Hi Jonathan. I have a query plan where I cannot explain how time adds up. I did the ALTER SESSION trick but it changed nothing. I ran this, and got the following plan. I have two questions (I appoligize for not being able to format this code and plan but I saw not formatting buttons on the insert box).

1) @ step #8 in the plan, the query jumps to 3 and 1/2 minutes. This step says VIEW but gives no indication of what it did that actually took 3 and 1/2 minutes. Can you explain or give me some idea how to find out what is being done on this line that takes that long. Especially with so few rows.

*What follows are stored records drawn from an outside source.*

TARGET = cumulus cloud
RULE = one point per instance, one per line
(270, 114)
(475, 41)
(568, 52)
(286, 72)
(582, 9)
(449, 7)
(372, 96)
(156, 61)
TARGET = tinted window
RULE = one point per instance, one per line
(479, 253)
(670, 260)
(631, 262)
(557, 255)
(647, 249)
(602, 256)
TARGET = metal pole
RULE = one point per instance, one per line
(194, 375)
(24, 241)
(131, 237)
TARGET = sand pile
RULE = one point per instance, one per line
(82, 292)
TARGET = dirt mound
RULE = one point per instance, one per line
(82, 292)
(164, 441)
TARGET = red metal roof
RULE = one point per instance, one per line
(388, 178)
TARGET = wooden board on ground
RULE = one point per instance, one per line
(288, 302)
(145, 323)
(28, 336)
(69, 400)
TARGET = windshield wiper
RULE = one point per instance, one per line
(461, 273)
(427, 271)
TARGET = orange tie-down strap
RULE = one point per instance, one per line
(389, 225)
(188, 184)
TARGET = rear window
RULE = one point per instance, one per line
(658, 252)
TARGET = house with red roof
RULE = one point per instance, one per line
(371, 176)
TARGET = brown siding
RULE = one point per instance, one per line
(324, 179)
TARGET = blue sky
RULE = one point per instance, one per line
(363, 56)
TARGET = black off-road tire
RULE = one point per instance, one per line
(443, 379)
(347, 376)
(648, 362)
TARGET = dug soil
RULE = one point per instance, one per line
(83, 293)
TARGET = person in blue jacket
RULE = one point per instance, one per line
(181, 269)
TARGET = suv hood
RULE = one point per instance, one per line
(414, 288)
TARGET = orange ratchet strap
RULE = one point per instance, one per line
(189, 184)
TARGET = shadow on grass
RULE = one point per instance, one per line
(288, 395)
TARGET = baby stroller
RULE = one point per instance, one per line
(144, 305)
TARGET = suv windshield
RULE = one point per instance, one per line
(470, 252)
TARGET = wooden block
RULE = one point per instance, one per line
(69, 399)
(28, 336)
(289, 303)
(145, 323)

2) the total elapsed time of the query was 3 minutes 45 seconds. This jives with step #1 that says 3:44.54. But if A-TIME is supposed to be among other things, the sum of child steps, then how to we explain step #2. Step #2 says 3 minutes 3 minutes 44 seconds. But the sum of its child steps (#3 and #8) is7 minutes and 25 seconds. Did this query do these steps “in parallel” so to speak? Or is there something really off in the numbers and if so how to I prove it?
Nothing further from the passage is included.